2026 outlook: shipments as the key metric, margins expected to expand
For 2026, Tandem guided worldwide sales to $1.065 billion to $1.085 billion, incorporating $85 million to $95 million of headwinds related to business model changes. First-quarter 2026 worldwide sales are expected to be $236 million to $240 million, including about $10 million of headwinds split between the U.S. and international changes.
In the U.S., the company expects pump shipments to rise 10% to 11% year over year and said pump shipments will be the “key indicator” of progress, given revenue is affected by PayGo-related pricing headwinds. U.S. sales are expected to be $730 million to $745 million, including $70 million to $80 million of pricing headwinds tied to adopting PayGo. Management said renewal pumps are expected to comprise more than half of total shipments, and the company expects a return to growth in new pump shipments led by MDI conversions. Tandem said it is not currently including contributions from Mobi Tubeless in guidance, citing uncertainty around clearance and launch timing.
On channel mix, Vosseller said roughly 80% of 2026 pump shipments are expected to remain in the DME channel while pharmacy access scales, but over two to three years the company expects the mix to flip, with the majority of shipments through pharmacy. He said pharmacy sales are expected to represent about 15% of total U.S. sales in 2026, up from 4% in 2025, with a long-term expectation of more than 70%.
International sales are expected to be $335 million to $340 million in 2026. The company expects at least a 30% ASP premium in markets where it goes direct, though Vosseller said the blended 2026 benefit will be less as direct operations scale during the year. Tandem anticipates about $15 million of headwinds from distributor destocking and inventory buybacks associated with the transition. Direct sales were about 5% of international sales in 2025 and are expected to reach roughly 15% for full-year 2026, according to management.
On profitability, Tandem expects gross margin of 56% to 57% for 2026, with management describing a ramp from nearly 54% in Q1 to about 60% in Q4. Adjusted EBITDA is expected to be 5% to 6% of sales for the year, with Q1 adjusted EBITDA expected to be negative 2% to negative 1% due to seasonality, returning to positive in Q2. Vosseller also said the company expects to be free cash flow neutral for 2026, after exiting 2025 free cash flow positive, and noted the typical first-quarter cash dip from annual incentive payments.

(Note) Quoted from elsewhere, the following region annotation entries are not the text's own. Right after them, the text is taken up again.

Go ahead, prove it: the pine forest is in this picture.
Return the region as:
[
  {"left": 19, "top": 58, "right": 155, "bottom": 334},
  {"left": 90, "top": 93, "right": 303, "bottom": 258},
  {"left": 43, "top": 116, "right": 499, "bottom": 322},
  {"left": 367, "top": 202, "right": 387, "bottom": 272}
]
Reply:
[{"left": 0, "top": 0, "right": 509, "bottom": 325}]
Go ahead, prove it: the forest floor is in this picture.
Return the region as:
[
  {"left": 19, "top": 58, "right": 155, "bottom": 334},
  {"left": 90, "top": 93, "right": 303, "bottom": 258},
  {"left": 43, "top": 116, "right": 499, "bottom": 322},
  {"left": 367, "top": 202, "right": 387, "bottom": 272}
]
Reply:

In the Q&A, executives reiterated that PayGo is intended to remove barriers common in DME, including administrative friction for physician offices and large upfront patient out-of-pocket costs at deductible resets. Management also said it expects retention to remain strong, arguing that customers often stay beyond warranty periods because of pump performance and satisfaction, even if the pharmacy model reduces the “lock-in” dynamics associated with DME warranties.
About Tandem Diabetes Care NASDAQ: TNDM
Tandem Diabetes Care, Inc NASDAQ: TNDM, headquartered in San Diego, California, is a medical device company focused on the design, development and commercialization of innovative insulin delivery systems for people with insulin-dependent diabetes. Founded in 2006, the company introduced its first product, the t:slim® Insulin Pump, in 2011 and has since built a portfolio of next-generation pumps featuring touchscreen interfaces, remote software updates and integrated continuous glucose monitoring (CGM) capabilities.
The company's flagship offering, the t:slim X2® Insulin Pump, is engineered to work with leading CGM sensors and features automated insulin delivery algorithms that adjust basal insulin rates based on real-time glucose trends.